Atlas Dağı’nın yarığına attıkları adım, onları alışıldık dünyanın dışına çıkarmıştı. Ne gökyüzü gökyüzüydü, ne de yer bildikleri toprağa aitti. Girdikleri yer; zamanın katmanlarını, unutulmuş hatıraları ve sessiz çığlıkları saklayan bir “hafıza ormanı”ydı.
Arya’nın ayakları, yosunlarla örtülmüş bir taş yola bastı. Yol, ormanın içine doğru kıvrıla kıvrıla ilerliyordu. Kael, etrafındaki ağaçlara baktı. Gövdeleri griye çalan mor renkliydi ve kabukları, insan tenine benzeyen garip bir dokuya sahipti. Yapraklar ise sürekli yer değiştiriyor gibiydi, rüzgâr yoktu ama dalgalanıyorlardı.
Kael fısıldadı:
“Burada her şey... canlı gibi.”
Arya başını salladı. “Çünkü burası yaşayan anılardan oluşuyor.” Sonra duraksadı. “Hissediyor musun? Sanki biri bizi izliyor.”

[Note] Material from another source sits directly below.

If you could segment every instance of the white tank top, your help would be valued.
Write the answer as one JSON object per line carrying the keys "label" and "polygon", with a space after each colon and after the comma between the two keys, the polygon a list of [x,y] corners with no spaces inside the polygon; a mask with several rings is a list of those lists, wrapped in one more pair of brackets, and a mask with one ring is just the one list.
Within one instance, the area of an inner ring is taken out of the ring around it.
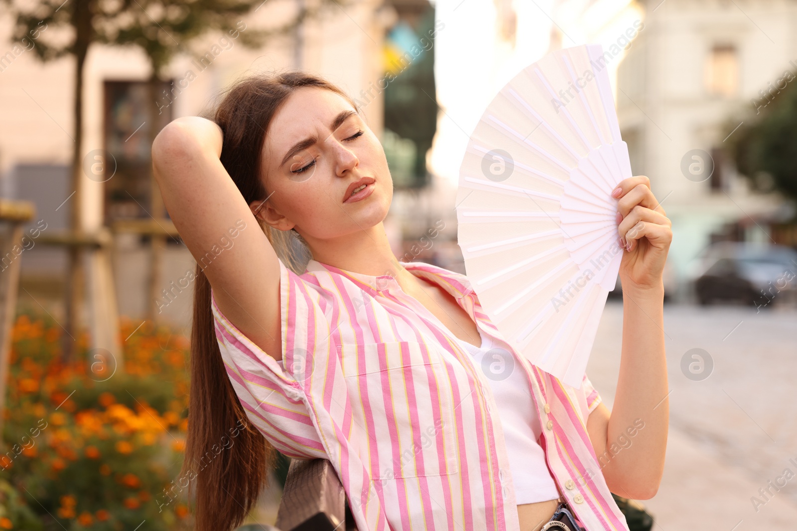
{"label": "white tank top", "polygon": [[537,443],[542,426],[534,407],[528,381],[514,357],[479,330],[481,346],[458,340],[470,353],[493,389],[509,457],[509,468],[518,505],[555,500],[559,491],[545,463],[545,452]]}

O an, ormanın içinden yükselen bir fısıltı yankılandı:
"Hatırla... hatırlarsan yol açılır..."
Kael içgüdüsel olarak Arya’nın kolunu tuttu. Gözleri korkuyla değil, tetikte olmanın verdiği bir tedirginlikle büyümüştü. “Bir tür sınav olabilir,” dedi. “Bu orman bizi test ediyor.”
Anılarla Yüzleşme
Yol ilerledikçe çevrede tuhaf görüntüler belirmeye başladı. Havada asılı duran yarı saydam şekiller, birer anıydı. Arya, bir tanesine yaklaştığında içinden tanıdık bir ses yükseldi. Gözleri büyüdü, adımlarını yavaşlattı.
“Bu... benim.”
Asılı kalan hatırada küçük bir kız çocuğu, yağmurlu bir günde tek başına bir bankta oturuyordu. Elinde bir kitap vardı. Yalnızdı. Arya gözlerini kırpmadan izledi. O kız çocuğu, annesinin onu kreşten almadığı gün, saatlerce beklediği o akşamdı. Gözleri yaşla doldu.
“Bunu unuttuğumu sanmıştım…” diye fısıldadı. “Ama içimde bir şey hep yalnızlığımı hatırlattı.”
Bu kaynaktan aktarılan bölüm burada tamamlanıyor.